A pior escolha é continuar gastando o tempo da policia com a farsa da “contravenção”, em que a polícia finge que prende e o contraventor finge que é preso, para que tudo continue como está: o jogo do bicho como fonte inesgotável de corrupção policial, política e judicial.
Seja por um marketing eficiente ou por razões antropológicas que só o professor Da Matta pode explicar, o jogo do bicho é considerado um passatempo inocente, uma instituição secular da nossa cultura popular, e os bicheiros são vistos como grandes beneméritos de escolas de samba e de comunidades carentes. Embora as guerras por territórios entre bicheiros sejam sangrentas – recentemente o carro do chefão Rogério Andrade foi explodido por controle remoto à luz do dia -, o bicho é visto com tolerância, e até confiança, pela população.
Poucas instituições no Brasil têm mais credibilidade que o jogo do bicho, embora nunca tenha sido feita uma auditoria nos seus sorteios. Diz-se que é jogo de pobre, de pequenas apostas, pequenas perdas ou ganhos, alimentadas pelo sonho de acertar no milhar e a certeza de que o bicheiro vai pagar, garantida pela frase clássica impressa no talão: vale o escrito.
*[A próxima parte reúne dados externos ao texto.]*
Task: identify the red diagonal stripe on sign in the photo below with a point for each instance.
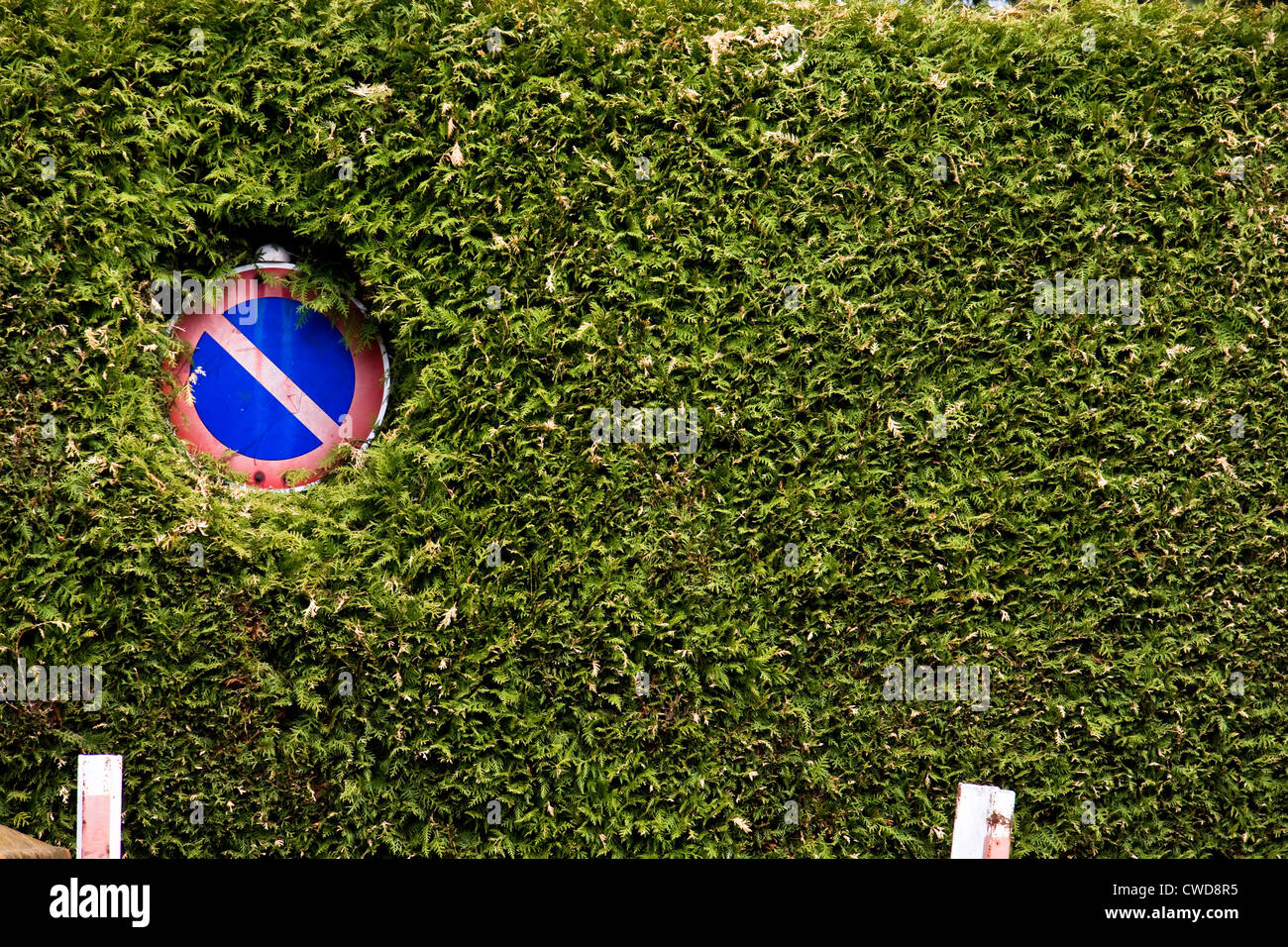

É urgente legalizar, mas não faz sentido privatizar o bicho para deixá-lo nas mãos dos bandidos de sempre. Até os privatistas vão concordar que é um raro caso em que o Estado, que já administra inúmeras loterias, pode e deve assumir mais uma, zoológica – porque já tem estrutura, tecnologia e uma rede nacional eficiente.
Além da faxina ética, o governo poderia arrecadar uma CPMF com o jogo do bicho. Os bicheiros que vemos todo dia em suas cadeiras na calçada poderão continuar anotando apostas, mas em maquinetas eletrônicas ligadas à central de loterias da Caixa, emitindo talões com a nova garantia: vale o digitado.